James Mphande, editor
of The Daily Times, a local Malawian newspaper, admitted that -
as is the case with all people - practising what you preach as a
journalist is difficult.
"Like most of the
things we write, we do not practise what is written on HIV. You
see, journalists take themselves for a vehicle of communication,
and the information they disseminate is usually considered to be
meant for their readers, listeners and viewers, and not themselves."
He attributed the low
number of journalists openly living with HIV to a fear of discrimination
and stigma. "The other thing is fear of being looked upon as
hypocrites who preach one thing and do another," he commented.

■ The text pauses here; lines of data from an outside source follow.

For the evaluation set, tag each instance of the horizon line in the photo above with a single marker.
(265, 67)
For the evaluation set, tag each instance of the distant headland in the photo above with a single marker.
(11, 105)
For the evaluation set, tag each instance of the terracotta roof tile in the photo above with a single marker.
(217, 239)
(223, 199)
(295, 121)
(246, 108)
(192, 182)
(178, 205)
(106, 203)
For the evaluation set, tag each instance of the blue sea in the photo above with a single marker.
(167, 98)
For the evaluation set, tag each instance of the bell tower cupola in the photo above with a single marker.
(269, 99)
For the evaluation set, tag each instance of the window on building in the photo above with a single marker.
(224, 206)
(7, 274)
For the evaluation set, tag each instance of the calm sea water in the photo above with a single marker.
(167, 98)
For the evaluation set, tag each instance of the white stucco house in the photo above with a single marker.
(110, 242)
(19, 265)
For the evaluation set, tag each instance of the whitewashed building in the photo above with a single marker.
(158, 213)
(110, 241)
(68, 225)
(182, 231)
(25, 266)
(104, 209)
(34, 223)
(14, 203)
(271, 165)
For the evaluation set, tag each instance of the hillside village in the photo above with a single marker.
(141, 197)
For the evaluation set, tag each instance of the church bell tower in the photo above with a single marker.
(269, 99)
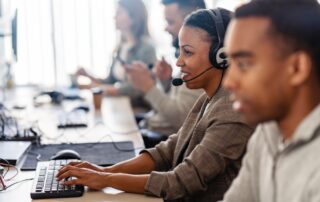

"When it is involving other people, we think it is so simple
to open up, but when it is our turn we realise how difficult it
is."
Mphande remained sceptical
about the MJLWHA, and expressed concern about how a network of HIV-positive
journalists would work in a situation "where you have the founders
still unable to disclose their identities".
"The founders should
have been the first to come out in the open, so as to encourage
those who have been hiding themselves. But even if one was HIV positive,
how do you start opening up to somebody who is anonymous, and whose
HIV status is a matter of speculation?"
Patrick Bwanali, associate
editor of Together Magazine, a Malawian youth publication, hailed
the formation of the organisation but doubted whether many news
writers would openly declare their status by registering.
"We featured one
lady who is living positively and has a good job. She challenged
the board of my magazine and the journalists to go for HIV tests,
but nine months down the line none of us wants to talk about the
issue at all," he told IRIN/PlusNews.
Reluctance
to get help
The situation
is similar in Zimbabwe, where the Zimbabwe
Union of Journalists (ZUJ) launched a programme to provide antiretroviral
drugs (ARVs) to its HIV-positive members and their immediate families
a month ago. So far only 12 of the ZUJ's membership of about 650
journalists have asked the doctors working with the union about
the ARV scheme, but none have come back.
ZUJ national coordinator
Chakanyuka Bosha told IRIN/PlusNews the low uptake of the ARV scheme
was "worrying", as all efforts have been made to make
every member aware of it.
Bosha said the journalists
were told they would only get ARVs after undergoing tests to determine
whether or not it was safe to start taking the medication, and he
suspected this might have discouraged them.
"I think when this
news came out, members thought they could just walk into our offices
and walk out the next minute with the drugs, but there are procedures
that need to be followed. ARVs are potentially very potent drugs
if not given correctly."
He noted that the fear
of stigma and discrimination often prevented people from accessing
the medication. Many journalists had come to Bosha and pretended
they wanted the drugs for a close relative, while others said their
biggest fear was to wake up to news headlines about their HIV-positive
status in the newspapers the next day.
So is the media in Southern
Africa its own enemy? Political reporter Vusumuzi Sifile believes
this is the case. "Journalists are used to this false sense
of power that they wield, giving even the president of a country
sleepless nights," he told IRIN/PlusNews.
"Because of the
stigma associated with being HIV positive, many journalists fear
disclosing their [HIV] status could compromise their status [in
the public mind], the same way some of the journalists view positive
ordinary people."
But the reality is that
journalists are just as affected, and sometimes even more so. "ZUJ
began this scheme because of the realisation that many of our colleagues
who have failed to access ARVs have been dying of AIDS-related illnesses
over the years," said Bosha.
Zimbabwean reporter Caiphas
Chimhete called on AIDS awareness campaigns to include targeting
journalists. "These organisations come to us and invite us
to workshops so that we write stories for them, assuming we are
not infected and affected; they forget we are also part of the 1.8
million HIV-positive people in Zimbabwe."